Can AI Do Science?
Wilma Bainbridge, Akram Bakkour, Yuan Chang Leong, Monica Rosenberg
This project tests whether LLMs can generate end-to-end scientific discoveries—from forming hypotheses to collecting and interpreting new data—both alone and as coordinated “AI lab” teams.
Explainable AI through Modularity (XAIM): AI Reviewers to Vet AI-Driven Labs
Marc Berman, Hank Hoffmann, and Alfred Chao
The team will build “explainable AI through modularity” so AI systems can make interpretable, feature-aware decisions and audit AI-driven hypothesis generation and automated experimentation.
Enhancing AI Scientists with Automated Research Platforms
Chenhao Tan (computer science), Ari Holtzman (computer science), Austin Kozlowski (sociology), Xiaoyan Bai (computer science).
This project strengthens LLMs as scientific collaborators by improving their hypothesis generation, critique, and teamwork via automated research platforms and pipelines.
Harnessing the Economic Power of AI Forecasting: A Case Study through Prophet Arena
James Evans, Alec Sun, Jibang Wu, Haifeng Xu
Using Prophet Arena, the project develops theory and back-tests strategies for converting AI forecasts plus market consensus into risk-aware, profit-maximizing decisions.
Absence Blindness in LLMs: Understanding what LLMs don’t see and why
Ari Holtzman (Computer Science), Chenhao Tan (Computer Science)
The team investigates why LLMs struggle to notice missing information and tests whether targeted interventions can fix this “absence blindness” or if it is architectural.
Theory of Robot Mind: Modeling Mind Attribution in Human-Robot Interactions
Yuan Chang Leong, Ren Calabro, Sarah Sebo and Tess Flanagan
This research builds a mechanistic account of how people attribute beliefs and intentions to robots, explaining when and why “mind” is inferred from robot behavior.
Beyond Linear Probes: Characterizing the Geometry and Topology of Knowledge
James Evans, Shiyang Lai, Jerry Luo, Yijing Li, Weiyi Tian
The project characterizes the non-Euclidean geometry and topology of LLM representation spaces to improve interpretability, diagnostics, and activation-level interventions.
Toward Artificial Intelligence for Human Memory
Nakwon Rim, Mina Lee, Marc Berman and Yuan Chang Leong
This study tests how different AI writing/support conditions affect short- and long-term human memory, identifying designs that enhance learning rather than diminish it.
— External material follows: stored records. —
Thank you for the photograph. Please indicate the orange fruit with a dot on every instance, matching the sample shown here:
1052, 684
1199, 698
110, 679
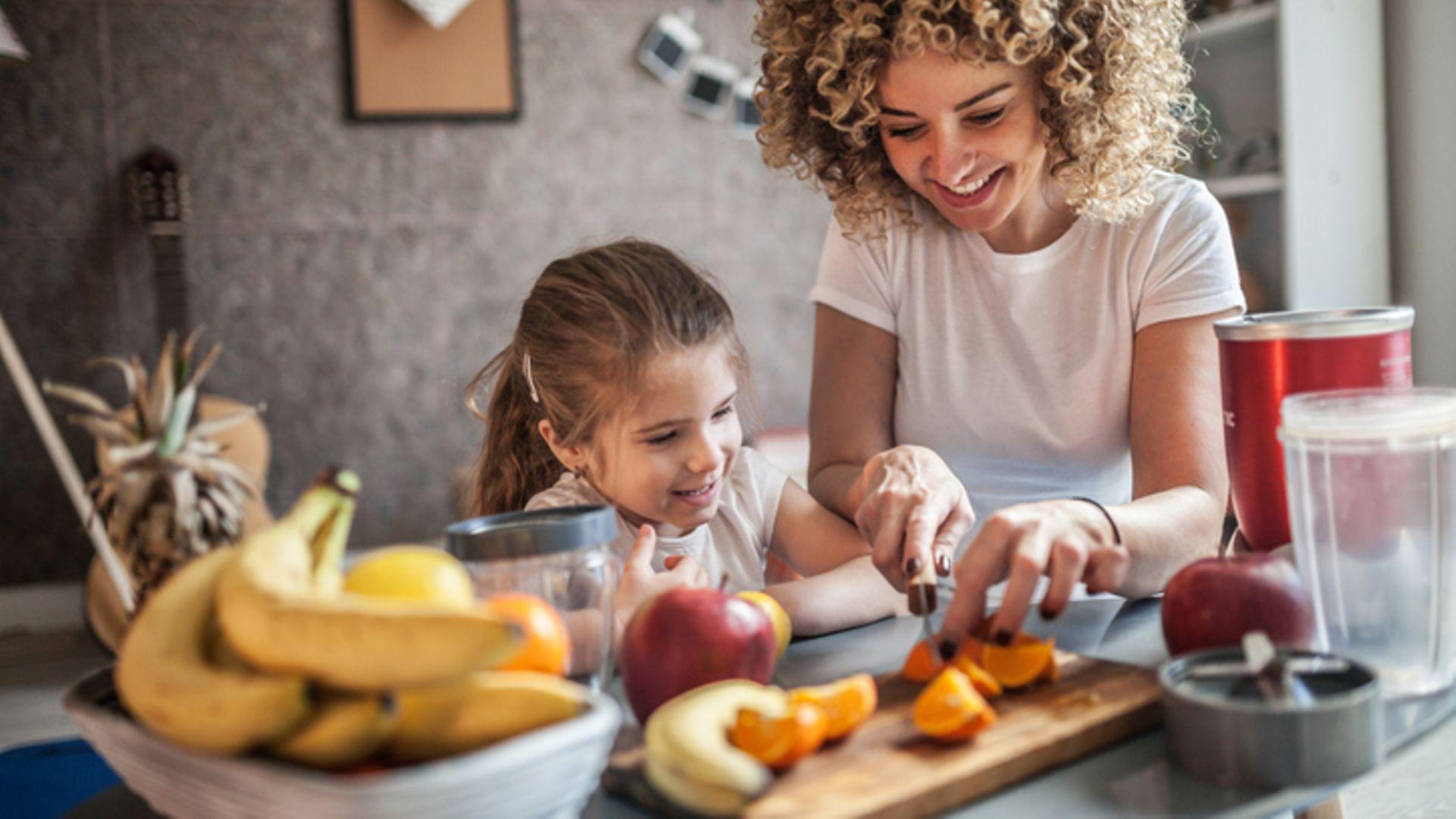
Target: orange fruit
973, 727
781, 742
983, 682
545, 643
783, 629
922, 664
1021, 664
848, 701
949, 708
Modeling Linguistic Surprise Across Humans and AI During Narrative Understanding
Ziwei Zhang, Yuan Chang Leong, Monica D. Rosenberg
The project compares how humans and LLMs encode “surprise” in narratives to reverse-engineer event expectation building and updating in people.
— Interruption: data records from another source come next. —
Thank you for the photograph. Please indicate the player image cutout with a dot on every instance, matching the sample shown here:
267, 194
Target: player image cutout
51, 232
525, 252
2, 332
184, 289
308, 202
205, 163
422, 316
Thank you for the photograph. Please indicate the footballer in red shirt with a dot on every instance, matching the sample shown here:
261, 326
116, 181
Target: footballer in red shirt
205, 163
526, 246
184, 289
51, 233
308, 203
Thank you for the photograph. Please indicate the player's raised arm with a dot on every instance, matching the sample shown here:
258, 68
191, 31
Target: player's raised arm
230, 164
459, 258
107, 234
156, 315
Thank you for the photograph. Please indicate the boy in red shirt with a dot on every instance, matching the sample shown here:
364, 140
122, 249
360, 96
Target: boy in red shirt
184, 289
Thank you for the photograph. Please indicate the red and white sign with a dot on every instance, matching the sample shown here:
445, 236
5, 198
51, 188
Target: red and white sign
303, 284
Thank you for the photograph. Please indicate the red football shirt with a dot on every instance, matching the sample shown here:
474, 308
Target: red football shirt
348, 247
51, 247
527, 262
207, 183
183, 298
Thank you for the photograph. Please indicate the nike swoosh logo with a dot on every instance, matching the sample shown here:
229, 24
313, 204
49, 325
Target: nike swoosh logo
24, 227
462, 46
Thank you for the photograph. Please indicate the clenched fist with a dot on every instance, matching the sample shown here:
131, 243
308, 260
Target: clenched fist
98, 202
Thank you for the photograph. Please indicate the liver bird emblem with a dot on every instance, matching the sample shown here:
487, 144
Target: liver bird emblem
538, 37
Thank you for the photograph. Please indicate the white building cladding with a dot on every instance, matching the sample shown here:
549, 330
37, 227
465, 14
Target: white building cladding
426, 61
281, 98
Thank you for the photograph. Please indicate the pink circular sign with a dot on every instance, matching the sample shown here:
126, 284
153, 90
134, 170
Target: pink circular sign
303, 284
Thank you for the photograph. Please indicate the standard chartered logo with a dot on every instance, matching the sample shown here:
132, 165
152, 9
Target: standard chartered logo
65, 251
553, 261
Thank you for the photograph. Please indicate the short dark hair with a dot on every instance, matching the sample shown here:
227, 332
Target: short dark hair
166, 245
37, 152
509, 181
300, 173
When Does a Gesture Become a Gesture? Toward Embodied AI That Teaches Through the Body
Pedro Lopes, Susan-Goldin Meadow, Yun Ho, and Marine Wang
This project creates embodied AI that teaches by guiding learners’ movements—using gesture as a mechanism for reasoning and conceptual change.
Discovering Optimal Structural Forms for Collective Exploration and Exploitation
Xuechunzi Bai, James Evans, Haifeng Xu
The team models how hierarchy can emerge endogenously in multi-agent systems under uncertainty and communication costs, and how that structure shapes collective exploration vs. exploitation.
Sensory Evolution and Robot Ethnography
James Evans, Pedro Lopes, Leslie Kay, Susan Goldin-Meadow, Junsol Kim, Austin Kozlowski
Project SENSUS explores how AI/robots can develop new sensory capacities, drawing on evolutionary biology, cognitive science, and observational practices.
Debiasing Humans: AI-Mediated Language Interventions in Hiring Contexts
Mina Lee and Xuechunzi Bai
The project tests whether real-time AI writing interventions can reduce gender bias in hiring by shifting evaluators’ language and underlying judgments during decision-making.
Searching Beyond the Manifold
Jason Salavon, James Evans, Yangyu Wang, Yangjing Li
This project studies and prototypes AI creativity that goes beyond remixing by modeling how social learning and network structure enable exploration into genuinely novel conceptual space.
Exploring Persona Space
Austin Kozlowski, James Evans, Ari Holtzman
This project maps and manipulates the personas LLMs can adopt to understand how perspective shapes representations, concepts, and the tendency toward uniform “persona collapse.”